Dass das Bayerische Staatsorchester ein genialer Klangkörper ist, wurde an diesem Abend wieder mehr als deutlich. Selbst auf diesem ungewöhnlichen Terrain spielt es mit einer Präzision und Ausgeglichenheit, die höchst beeindruckend ist. Vladimir Jurowski hält das Geschehen fest in seinen Händen. Ein primär organisierendes, sachliches und dadurch wirkungsvolles Dirigat!
Insgesamt ist der Abend jedoch deutlich zu lang. Umso höher ist die Leistung der Sänger einzuschätzen – allen voran mit Allan Clayton als Hamlet. Es ist wirklich undankbare Musik zum Singen. Hier soll mehr eine Art Sprechgesang statt Melodieführung den Wahnsinn schaffen. Clayton stemmt sich effektvoll durch den Abend. Besonders überzeugend ist an diesem Abend Caroline Wettergreen als Ophelia. Neben einem ansprechenden Ensemble war natürlich die Rückkehr des großen Wotans John Tomlinson als Geist, Totengräber und Schauspieler eine besondere Freude.

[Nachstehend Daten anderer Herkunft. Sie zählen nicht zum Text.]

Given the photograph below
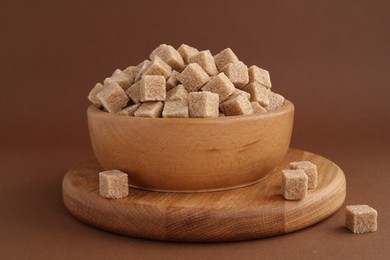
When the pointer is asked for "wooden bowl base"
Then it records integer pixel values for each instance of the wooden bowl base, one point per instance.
(249, 212)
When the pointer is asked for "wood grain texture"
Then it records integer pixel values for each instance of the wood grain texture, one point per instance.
(191, 154)
(245, 213)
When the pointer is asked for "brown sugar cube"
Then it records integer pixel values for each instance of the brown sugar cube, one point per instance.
(113, 184)
(186, 52)
(241, 92)
(129, 111)
(130, 72)
(133, 92)
(275, 101)
(92, 94)
(177, 93)
(170, 55)
(158, 67)
(116, 72)
(150, 109)
(206, 61)
(172, 81)
(152, 88)
(220, 85)
(259, 75)
(203, 104)
(113, 98)
(237, 73)
(178, 108)
(237, 105)
(310, 169)
(361, 219)
(122, 79)
(257, 108)
(225, 57)
(139, 71)
(294, 184)
(193, 77)
(258, 93)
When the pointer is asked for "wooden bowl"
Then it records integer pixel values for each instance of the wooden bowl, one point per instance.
(191, 154)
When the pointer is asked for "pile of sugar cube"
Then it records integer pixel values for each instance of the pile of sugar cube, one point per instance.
(185, 82)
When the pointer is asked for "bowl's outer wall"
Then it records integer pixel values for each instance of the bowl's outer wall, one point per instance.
(191, 154)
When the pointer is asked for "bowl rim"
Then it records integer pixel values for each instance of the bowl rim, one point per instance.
(288, 106)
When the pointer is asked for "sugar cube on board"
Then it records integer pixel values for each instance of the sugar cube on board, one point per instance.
(294, 184)
(113, 184)
(310, 169)
(361, 219)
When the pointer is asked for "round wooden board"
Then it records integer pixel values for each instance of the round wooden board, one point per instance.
(250, 212)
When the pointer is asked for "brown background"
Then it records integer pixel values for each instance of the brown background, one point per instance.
(331, 58)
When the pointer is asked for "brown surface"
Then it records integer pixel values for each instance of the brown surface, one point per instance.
(250, 212)
(165, 154)
(330, 58)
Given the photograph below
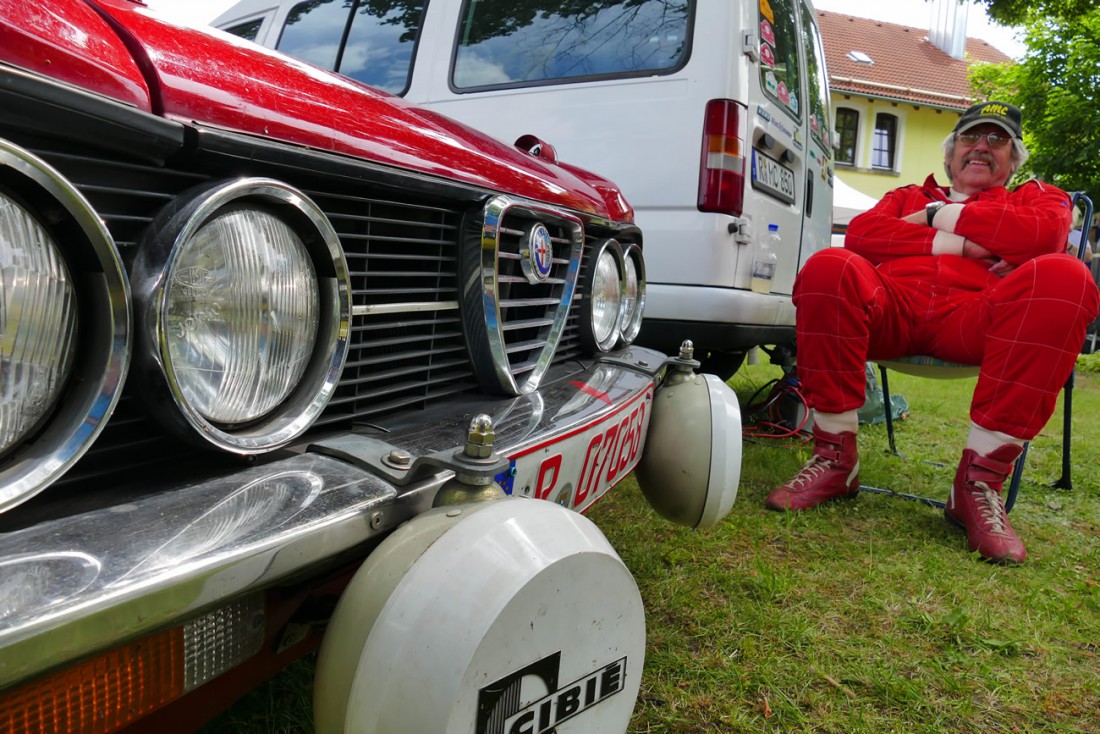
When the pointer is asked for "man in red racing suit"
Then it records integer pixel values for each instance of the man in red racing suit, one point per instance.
(971, 273)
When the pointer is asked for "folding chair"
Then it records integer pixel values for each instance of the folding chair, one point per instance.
(931, 367)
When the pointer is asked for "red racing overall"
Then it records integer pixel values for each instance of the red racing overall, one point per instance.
(884, 295)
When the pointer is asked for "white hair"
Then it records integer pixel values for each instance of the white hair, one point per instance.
(1019, 153)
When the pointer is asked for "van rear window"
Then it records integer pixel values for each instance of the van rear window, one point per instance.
(509, 43)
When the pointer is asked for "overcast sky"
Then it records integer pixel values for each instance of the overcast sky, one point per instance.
(915, 13)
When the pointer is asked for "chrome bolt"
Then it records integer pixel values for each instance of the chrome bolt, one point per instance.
(400, 458)
(480, 437)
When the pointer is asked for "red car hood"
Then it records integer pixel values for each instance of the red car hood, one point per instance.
(213, 78)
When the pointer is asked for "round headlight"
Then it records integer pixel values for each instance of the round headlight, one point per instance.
(602, 308)
(61, 375)
(242, 309)
(245, 302)
(37, 324)
(634, 293)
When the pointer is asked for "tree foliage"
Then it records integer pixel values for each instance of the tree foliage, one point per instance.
(1057, 87)
(1016, 12)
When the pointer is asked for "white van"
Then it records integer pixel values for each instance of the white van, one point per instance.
(711, 114)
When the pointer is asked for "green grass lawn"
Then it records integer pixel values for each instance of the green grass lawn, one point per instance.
(866, 615)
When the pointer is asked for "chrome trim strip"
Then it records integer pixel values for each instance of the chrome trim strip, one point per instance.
(100, 370)
(184, 550)
(411, 307)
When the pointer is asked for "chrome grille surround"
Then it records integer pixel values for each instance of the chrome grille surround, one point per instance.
(517, 320)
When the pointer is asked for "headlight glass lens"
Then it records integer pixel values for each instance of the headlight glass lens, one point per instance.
(37, 324)
(606, 299)
(242, 313)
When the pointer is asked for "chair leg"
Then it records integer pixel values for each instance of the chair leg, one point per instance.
(888, 408)
(1018, 473)
(1066, 482)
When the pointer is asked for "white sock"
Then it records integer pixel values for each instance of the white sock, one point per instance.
(983, 441)
(837, 423)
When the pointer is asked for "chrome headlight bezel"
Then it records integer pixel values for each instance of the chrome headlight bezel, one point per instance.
(154, 267)
(102, 346)
(633, 314)
(611, 251)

Shakespeares Hamlet ist genial konzipiert. Er hat auch sicherlich das Potential eines Thrillers. Deans Münchner Hamlet bringt jedoch kaum Tiefenschichten (Nebengeschichten werden entfernt); die Musik ist durchaus recht überzeugend, aber auch nicht mehr. Das Format eines Tarantino hat dieser Hamlet in keinem Fall. Die Reaktion des Münchner Publikums wirkte ebenso recht unentschlossen. Denn schlecht war es nicht, so wurde artig applaudiert. Auf große Erweckungserlebnisse muss man sich jedoch nicht einstellen.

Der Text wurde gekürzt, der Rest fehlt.